It seems to me that there is a type out there that gets a bad deal. Description: early 20's, nice guy, comes from an average family, average looks and a few friends. I am one of these people. Pretty much your average Joe, with one exception: I am ALWAYS single. Guys like me (and I know a few) seem to be able to meet women every once and a while, the problem is it just never takes. Usually things end after a few weeks with a line like 'your a really good guy and I like seeing you but...'
Admittedly, I am not the most confident person, asking girls out, planning fun dates etc. does not come easily and rarely works out. I can be awkward around new people and my demeanor (intellectual I guess) can be off-putting. I'm trying to change and be more attractive but the most confusing aspect, and the hardest to deal with, is all the guys who have no trouble at all. There seems to be no common denominator that they have and I don't. Guys with girlfriends come in all shapes and sizes and aside from a little more confidence I can't figure out what separates them from me.

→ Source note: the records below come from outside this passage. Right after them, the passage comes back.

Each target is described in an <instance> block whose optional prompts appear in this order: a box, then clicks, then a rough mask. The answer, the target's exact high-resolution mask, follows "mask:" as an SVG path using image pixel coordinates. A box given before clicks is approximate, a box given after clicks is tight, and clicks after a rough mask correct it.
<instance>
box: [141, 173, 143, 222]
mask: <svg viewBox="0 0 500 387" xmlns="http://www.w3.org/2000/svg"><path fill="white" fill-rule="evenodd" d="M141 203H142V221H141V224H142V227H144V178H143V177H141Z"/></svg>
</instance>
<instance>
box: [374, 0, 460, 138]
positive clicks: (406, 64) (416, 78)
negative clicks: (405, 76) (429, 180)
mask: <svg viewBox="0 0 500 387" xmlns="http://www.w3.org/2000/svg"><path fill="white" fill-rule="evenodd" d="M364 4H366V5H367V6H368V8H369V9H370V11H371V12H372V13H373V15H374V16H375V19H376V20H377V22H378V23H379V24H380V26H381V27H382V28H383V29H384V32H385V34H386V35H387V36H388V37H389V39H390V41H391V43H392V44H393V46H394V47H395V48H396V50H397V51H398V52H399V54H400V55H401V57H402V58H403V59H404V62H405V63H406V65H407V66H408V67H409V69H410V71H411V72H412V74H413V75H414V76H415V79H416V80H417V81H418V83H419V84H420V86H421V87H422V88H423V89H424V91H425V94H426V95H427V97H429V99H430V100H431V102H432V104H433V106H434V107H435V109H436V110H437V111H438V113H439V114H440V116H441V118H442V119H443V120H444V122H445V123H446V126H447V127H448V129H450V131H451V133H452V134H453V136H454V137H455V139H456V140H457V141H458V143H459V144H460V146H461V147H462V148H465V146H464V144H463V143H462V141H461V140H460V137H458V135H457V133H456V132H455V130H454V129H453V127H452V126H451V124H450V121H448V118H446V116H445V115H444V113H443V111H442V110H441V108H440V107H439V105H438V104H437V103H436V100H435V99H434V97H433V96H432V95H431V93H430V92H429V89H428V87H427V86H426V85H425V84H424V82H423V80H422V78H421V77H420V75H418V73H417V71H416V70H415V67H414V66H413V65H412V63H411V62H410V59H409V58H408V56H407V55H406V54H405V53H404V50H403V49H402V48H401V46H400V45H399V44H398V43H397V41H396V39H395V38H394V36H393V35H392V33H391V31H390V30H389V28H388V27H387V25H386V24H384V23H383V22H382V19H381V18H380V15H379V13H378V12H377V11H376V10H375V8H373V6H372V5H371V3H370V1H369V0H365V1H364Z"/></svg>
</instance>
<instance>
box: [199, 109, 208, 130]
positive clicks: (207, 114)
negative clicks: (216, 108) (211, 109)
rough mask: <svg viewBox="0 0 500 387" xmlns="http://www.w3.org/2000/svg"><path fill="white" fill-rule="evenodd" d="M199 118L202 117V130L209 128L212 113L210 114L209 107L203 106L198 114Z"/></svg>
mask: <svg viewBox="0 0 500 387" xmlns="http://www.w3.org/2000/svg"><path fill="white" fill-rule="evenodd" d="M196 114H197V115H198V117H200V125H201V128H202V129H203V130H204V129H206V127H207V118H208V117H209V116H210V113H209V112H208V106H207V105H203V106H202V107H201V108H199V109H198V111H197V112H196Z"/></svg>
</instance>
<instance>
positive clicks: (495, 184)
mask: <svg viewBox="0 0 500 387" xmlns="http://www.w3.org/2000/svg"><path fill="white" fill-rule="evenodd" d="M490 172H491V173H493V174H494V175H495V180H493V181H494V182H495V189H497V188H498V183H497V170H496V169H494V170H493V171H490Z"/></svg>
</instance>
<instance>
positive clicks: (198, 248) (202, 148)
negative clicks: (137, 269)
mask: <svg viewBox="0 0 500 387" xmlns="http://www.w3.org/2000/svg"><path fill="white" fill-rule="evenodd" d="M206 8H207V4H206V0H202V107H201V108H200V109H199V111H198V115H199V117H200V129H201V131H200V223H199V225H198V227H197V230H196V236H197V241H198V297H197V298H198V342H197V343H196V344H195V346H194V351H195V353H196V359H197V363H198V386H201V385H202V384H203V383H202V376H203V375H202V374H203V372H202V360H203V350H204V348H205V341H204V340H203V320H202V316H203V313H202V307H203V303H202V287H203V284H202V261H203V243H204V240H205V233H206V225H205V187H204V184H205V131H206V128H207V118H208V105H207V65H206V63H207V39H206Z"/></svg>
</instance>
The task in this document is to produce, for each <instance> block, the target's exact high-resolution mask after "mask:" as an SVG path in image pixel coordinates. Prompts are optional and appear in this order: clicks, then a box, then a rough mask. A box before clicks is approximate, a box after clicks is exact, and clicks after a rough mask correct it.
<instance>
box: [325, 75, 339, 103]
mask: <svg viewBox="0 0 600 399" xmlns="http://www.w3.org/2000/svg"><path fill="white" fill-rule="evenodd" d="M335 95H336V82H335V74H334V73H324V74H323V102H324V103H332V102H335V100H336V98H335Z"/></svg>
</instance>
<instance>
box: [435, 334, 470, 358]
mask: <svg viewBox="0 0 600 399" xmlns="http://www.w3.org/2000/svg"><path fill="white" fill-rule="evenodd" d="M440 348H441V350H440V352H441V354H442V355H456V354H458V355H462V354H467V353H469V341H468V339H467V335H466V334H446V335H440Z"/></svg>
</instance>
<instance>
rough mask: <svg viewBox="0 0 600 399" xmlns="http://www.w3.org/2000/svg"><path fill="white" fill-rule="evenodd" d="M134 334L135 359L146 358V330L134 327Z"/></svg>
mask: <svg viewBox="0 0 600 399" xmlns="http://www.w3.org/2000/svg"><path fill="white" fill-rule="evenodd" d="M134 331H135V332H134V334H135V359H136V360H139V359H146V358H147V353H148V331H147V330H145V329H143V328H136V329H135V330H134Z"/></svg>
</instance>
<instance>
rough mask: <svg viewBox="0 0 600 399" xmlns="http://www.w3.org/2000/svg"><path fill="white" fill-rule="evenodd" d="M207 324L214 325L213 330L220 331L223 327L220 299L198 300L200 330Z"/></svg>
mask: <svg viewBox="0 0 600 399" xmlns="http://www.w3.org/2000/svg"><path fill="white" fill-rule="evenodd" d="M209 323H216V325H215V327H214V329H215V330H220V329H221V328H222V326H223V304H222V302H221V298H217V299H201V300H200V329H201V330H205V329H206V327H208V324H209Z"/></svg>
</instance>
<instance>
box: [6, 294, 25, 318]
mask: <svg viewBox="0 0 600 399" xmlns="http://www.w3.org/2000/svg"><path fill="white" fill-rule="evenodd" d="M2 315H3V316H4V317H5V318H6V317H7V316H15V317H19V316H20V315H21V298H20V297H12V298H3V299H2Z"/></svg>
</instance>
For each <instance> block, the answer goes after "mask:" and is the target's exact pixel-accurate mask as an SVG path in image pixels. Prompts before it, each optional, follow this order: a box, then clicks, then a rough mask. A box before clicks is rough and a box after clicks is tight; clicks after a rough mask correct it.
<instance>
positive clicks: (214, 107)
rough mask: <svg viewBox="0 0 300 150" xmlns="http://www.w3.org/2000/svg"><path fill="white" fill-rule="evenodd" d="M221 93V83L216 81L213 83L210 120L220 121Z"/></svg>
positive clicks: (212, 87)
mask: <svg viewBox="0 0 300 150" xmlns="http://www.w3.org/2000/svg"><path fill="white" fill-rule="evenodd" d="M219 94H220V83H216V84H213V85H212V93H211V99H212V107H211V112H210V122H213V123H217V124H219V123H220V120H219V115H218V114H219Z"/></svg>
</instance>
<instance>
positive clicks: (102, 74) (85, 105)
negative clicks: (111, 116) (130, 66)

Being perpetually single only began to bother me recently. A friend of mine, who has had many girlfriends and is a very confident guy, got married. He is 23 a few years older than me, but it put my problem into sharp relief. I feel like there is a boat that people ought to be on at this point - and I've missed it.
I need some advice. Clearly I need to work on my confidence, but I don't know how to do it. Identifying an emotional flaw is far harder than correcting it. Also, I am intimidated by women, any tips on how to break out of this? I seem to take myself too seriously and have problems relaxing. Finally, is this my real problem? I've convinced myself that a girlfriend will solve all my problems - that she would be the piece which completes the puzzle so to speak. Maybe this is not the case and I have something else to work on.